No início de 1940, as Irmãs Andrew, o trio que percorria as bases americanas no palco da 2ª Guerra Mundial, aconselhava às tropas uma visita a Trinidade. “Rum and Coca-Cola”, a música mais aplaudida, recomendava que, além desse coquetel, a rapaziada ali desfrutasse dos favores das belas caribenhas, mães e filhas, em busca de dólares.

Eis o refrão em tradução livre: “Bebendo rum e Coca-Cola/vá ao Centro de Cumaná/Lá, ambas, mãe e filha/trabalham pelo ianque dólar”. Os soldados iam ao delírio.

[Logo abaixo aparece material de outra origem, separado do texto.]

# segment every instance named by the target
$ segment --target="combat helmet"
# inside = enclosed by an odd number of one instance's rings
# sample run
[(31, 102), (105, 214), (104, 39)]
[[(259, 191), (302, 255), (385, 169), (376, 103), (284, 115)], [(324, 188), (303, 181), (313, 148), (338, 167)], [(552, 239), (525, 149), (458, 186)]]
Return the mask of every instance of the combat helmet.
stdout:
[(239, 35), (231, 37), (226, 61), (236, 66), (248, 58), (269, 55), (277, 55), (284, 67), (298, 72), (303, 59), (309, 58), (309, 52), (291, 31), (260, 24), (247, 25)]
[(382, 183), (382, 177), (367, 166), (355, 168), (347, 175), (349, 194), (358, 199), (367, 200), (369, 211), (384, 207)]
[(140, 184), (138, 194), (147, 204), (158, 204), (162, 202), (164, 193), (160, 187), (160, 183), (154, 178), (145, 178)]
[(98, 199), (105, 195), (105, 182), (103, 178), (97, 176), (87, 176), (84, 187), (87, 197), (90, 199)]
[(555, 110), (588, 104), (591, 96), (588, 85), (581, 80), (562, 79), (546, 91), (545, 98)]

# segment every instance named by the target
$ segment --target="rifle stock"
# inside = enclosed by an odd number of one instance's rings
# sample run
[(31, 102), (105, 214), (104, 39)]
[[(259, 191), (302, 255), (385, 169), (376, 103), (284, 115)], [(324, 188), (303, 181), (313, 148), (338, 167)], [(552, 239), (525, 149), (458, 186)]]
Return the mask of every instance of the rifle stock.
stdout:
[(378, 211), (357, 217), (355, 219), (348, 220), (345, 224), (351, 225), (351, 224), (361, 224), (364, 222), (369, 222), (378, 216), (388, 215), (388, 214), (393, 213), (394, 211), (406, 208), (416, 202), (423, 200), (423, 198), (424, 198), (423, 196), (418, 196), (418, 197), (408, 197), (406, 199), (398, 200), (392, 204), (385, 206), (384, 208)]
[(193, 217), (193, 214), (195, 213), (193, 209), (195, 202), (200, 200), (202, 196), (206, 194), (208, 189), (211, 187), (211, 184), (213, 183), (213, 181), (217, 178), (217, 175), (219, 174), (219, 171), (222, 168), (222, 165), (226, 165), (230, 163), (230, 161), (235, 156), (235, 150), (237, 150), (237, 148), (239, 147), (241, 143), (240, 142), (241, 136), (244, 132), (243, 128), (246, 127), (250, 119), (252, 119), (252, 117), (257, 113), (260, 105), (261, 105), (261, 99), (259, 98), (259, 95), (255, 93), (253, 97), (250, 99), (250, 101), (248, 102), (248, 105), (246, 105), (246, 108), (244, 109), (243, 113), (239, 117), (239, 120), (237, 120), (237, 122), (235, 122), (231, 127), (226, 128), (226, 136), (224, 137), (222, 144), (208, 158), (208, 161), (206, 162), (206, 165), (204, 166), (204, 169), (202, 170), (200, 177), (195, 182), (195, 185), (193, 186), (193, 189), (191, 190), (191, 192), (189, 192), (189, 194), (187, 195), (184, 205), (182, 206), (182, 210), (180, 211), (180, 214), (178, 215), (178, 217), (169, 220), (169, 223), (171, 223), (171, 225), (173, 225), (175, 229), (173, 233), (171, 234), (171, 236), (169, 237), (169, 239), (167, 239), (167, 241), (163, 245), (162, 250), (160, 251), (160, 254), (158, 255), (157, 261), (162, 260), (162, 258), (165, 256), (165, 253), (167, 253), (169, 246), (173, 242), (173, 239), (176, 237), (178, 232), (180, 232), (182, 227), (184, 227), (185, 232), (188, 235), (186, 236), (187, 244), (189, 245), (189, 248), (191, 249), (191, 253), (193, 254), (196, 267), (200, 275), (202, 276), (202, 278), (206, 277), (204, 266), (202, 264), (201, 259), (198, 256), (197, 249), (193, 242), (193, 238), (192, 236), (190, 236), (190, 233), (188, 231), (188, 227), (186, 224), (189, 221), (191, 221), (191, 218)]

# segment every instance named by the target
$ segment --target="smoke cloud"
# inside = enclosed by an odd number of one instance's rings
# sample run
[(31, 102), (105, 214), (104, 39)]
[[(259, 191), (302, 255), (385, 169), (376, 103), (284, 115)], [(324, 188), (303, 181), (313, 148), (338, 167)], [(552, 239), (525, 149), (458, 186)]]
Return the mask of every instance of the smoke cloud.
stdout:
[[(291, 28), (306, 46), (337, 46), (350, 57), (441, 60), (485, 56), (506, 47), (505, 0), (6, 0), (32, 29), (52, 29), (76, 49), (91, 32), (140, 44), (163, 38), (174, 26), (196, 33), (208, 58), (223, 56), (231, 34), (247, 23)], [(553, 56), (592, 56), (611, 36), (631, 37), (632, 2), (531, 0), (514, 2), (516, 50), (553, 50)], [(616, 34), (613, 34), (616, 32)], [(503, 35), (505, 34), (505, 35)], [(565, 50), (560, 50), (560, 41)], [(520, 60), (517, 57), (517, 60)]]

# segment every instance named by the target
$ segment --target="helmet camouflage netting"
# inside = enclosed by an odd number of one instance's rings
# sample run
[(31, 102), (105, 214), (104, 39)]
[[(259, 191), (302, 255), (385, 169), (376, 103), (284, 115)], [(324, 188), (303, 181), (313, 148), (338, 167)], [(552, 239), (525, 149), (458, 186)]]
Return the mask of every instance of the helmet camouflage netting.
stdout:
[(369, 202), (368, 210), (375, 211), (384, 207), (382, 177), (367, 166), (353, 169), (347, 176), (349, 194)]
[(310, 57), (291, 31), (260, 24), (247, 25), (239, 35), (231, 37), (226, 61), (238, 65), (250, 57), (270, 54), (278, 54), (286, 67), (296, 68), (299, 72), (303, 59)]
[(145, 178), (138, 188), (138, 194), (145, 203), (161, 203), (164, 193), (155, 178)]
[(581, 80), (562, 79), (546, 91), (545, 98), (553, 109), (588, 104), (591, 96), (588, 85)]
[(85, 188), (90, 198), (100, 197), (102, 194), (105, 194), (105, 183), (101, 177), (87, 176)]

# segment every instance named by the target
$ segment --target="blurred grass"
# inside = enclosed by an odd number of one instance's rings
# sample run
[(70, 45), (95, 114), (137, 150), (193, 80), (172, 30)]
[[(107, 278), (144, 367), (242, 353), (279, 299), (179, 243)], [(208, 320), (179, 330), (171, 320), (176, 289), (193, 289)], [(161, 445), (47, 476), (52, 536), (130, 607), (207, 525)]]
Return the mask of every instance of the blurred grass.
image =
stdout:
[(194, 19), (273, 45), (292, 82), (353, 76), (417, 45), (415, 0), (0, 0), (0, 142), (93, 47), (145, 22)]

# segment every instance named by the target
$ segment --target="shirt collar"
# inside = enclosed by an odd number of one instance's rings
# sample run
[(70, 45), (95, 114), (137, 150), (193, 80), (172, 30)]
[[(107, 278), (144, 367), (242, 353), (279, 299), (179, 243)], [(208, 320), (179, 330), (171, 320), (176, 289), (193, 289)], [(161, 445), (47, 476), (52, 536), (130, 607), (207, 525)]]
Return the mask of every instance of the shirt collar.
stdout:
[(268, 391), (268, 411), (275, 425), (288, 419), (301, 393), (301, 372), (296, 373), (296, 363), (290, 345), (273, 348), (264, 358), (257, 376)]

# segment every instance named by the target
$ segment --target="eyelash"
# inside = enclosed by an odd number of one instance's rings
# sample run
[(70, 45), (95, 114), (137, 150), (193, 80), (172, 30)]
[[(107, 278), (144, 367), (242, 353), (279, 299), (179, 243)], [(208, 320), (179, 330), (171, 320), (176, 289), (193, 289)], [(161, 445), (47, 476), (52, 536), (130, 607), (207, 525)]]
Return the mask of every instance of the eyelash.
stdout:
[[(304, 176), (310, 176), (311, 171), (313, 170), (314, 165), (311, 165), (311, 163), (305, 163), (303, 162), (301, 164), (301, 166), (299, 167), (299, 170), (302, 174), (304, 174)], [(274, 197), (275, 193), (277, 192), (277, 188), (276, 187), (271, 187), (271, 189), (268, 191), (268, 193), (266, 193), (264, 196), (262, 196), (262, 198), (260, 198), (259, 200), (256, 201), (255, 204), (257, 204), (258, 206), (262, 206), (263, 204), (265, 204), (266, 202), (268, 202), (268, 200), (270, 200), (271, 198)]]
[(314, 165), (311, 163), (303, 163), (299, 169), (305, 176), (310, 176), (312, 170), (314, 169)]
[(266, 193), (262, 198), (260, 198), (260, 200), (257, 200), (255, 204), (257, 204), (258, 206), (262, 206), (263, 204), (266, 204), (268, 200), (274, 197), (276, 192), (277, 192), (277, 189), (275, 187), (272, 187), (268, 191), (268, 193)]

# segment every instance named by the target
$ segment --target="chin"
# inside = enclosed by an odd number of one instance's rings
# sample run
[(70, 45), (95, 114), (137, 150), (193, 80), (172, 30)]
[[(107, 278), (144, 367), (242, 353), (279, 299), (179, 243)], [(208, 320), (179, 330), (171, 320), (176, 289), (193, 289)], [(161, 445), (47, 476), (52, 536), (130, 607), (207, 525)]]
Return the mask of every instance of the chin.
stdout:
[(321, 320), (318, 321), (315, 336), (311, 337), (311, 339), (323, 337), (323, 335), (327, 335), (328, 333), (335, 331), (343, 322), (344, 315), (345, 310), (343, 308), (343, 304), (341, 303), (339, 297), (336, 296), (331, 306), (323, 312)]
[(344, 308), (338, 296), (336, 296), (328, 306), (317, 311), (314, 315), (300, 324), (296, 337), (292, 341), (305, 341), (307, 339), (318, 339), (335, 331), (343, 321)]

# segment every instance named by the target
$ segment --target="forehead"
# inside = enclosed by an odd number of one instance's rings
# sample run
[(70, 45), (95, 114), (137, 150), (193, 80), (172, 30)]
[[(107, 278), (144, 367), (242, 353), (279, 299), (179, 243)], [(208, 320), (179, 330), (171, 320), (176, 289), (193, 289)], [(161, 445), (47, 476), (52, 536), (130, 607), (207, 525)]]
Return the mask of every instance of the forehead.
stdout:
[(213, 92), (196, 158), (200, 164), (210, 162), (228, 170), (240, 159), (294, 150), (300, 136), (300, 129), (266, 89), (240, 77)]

Todo o Caribe há muito estava sob as asas de Tio Sam. Cuba, particularmente, desde 1898, quando os Estados Unidos derrotaram a Espanha na guerra pela Ilha. O estopim fora o afundamento do USS Maine, enviado ao porto de Havana, para “garantir a segurança dos cidadãos e dos interesses americanos”, onze dias depois de o governo autônomo de Cuba haver tomado o poder. Uma explosão no paiol do navio – interna, segundo investigações posteriores – foi atribuída à sabotagem espanhola, precipitando o conflito açulado pelos jornais da cadeia Hearst e Pullitzer.

Nos anos de 1940, época das Andrew Sisters, o esforço de guerra americano já havia levado Hollywood a descobrir as pernas de Carmem Miranda e a cobrir-lhe a cabeça com aqueles imensos chapéus de banana. Walt Disney, em pessoa, era despachado, enquanto isso, ao Rio de Janeiro, onde criou a figura do Zé Carioca, cicerone do Pato Donald.

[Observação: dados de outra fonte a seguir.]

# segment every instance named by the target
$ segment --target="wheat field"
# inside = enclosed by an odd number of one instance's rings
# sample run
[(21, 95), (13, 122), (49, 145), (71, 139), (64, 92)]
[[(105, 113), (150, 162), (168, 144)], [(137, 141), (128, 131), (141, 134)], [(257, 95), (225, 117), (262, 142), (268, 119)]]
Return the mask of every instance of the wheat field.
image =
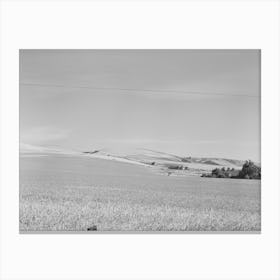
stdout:
[(260, 187), (102, 159), (21, 157), (19, 230), (260, 231)]

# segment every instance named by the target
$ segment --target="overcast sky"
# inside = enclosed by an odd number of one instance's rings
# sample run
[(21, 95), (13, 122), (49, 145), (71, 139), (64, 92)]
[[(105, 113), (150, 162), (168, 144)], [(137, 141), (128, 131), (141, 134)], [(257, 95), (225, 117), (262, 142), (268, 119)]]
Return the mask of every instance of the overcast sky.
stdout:
[(20, 141), (260, 161), (259, 59), (256, 50), (21, 50)]

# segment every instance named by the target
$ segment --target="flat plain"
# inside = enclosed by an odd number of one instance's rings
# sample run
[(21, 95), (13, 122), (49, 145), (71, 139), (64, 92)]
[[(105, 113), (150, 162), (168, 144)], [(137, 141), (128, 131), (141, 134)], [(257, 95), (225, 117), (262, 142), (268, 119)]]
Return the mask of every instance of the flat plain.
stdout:
[(83, 156), (24, 156), (19, 229), (260, 231), (260, 192), (260, 180), (167, 176)]

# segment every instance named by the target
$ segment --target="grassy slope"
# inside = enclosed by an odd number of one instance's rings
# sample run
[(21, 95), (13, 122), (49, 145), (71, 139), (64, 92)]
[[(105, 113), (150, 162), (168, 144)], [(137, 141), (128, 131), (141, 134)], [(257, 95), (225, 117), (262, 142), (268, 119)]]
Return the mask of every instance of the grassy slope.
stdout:
[(109, 160), (20, 159), (20, 230), (260, 230), (260, 181), (168, 177)]

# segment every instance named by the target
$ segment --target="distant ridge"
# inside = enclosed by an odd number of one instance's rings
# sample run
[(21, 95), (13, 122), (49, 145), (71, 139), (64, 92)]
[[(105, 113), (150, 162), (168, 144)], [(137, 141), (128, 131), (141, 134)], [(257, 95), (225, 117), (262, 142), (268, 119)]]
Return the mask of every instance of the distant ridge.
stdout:
[(209, 171), (215, 167), (225, 167), (241, 169), (245, 161), (226, 159), (226, 158), (211, 158), (211, 157), (183, 157), (171, 153), (156, 151), (146, 148), (137, 148), (133, 151), (120, 153), (109, 149), (100, 149), (92, 151), (84, 151), (84, 154), (96, 158), (104, 158), (108, 160), (127, 161), (134, 164), (142, 164), (146, 166), (162, 167), (188, 170)]
[[(59, 147), (43, 147), (20, 144), (21, 156), (50, 156), (50, 155), (69, 155), (69, 156), (86, 156), (89, 158), (100, 158), (105, 160), (125, 162), (129, 164), (144, 165), (156, 168), (174, 168), (182, 170), (209, 171), (216, 167), (241, 169), (245, 160), (212, 158), (212, 157), (191, 157), (178, 156), (172, 153), (161, 152), (147, 148), (135, 148), (130, 151), (114, 151), (109, 148), (92, 149), (85, 151), (66, 150)], [(259, 163), (256, 163), (260, 165)]]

Um Getúlio Vargas, premido pelo torpedeamento de navios da Marinha Mercante brasileira por submarinos alemães empenhados em cortar o transporte de víveres e matérias primas, embarcava o Brasil na guerra e cedia o espaço da Base Aérea de Parnamirim às tropas aliadas.

No Rio Grande do Norte, que exportou o biquíni, o chiclete e a Coca-Cola para o restante do País, os americanos também encontravam os favores de Maria Boa, uma paraibana de Campina Grande, dona de cabaré e, então, no comando de moças fugidas da fome e da miséria. Ela chegou a ser homenageada com a inscrição do próprio nome na fuselagem de um dos B-25, os aviões que faziam estragos nas tropas de Hitler, Hirohito e Mussolini. Trinidade e Tobago, o pequeno país de língua inglesa nos costados da Venezuela, também era, na ocasião, base americana no transcurso dessa guerra.

Mas voltemos às três irmãs e seu grande sucesso musical, um calypso com milhões de cópias vendidas. Letra maledicente e desmoralizante. Nenhum cuidado com os brios da população nativa.

As irmãs, de qualquer modo, estouraram nas paradas de 1945 enquanto a música era pivô de outra batalha, a travada na Justiça por direitos autorais. Um compositor acusava o outro de plágio. Além do mais, havia, ali, a propaganda indevida de duas bebidas. Há quem diga que este fato, naquele momento, chegou a contrariar de modo mais sério o senso de ética e decência das pessoas de bem. Lastimável, não?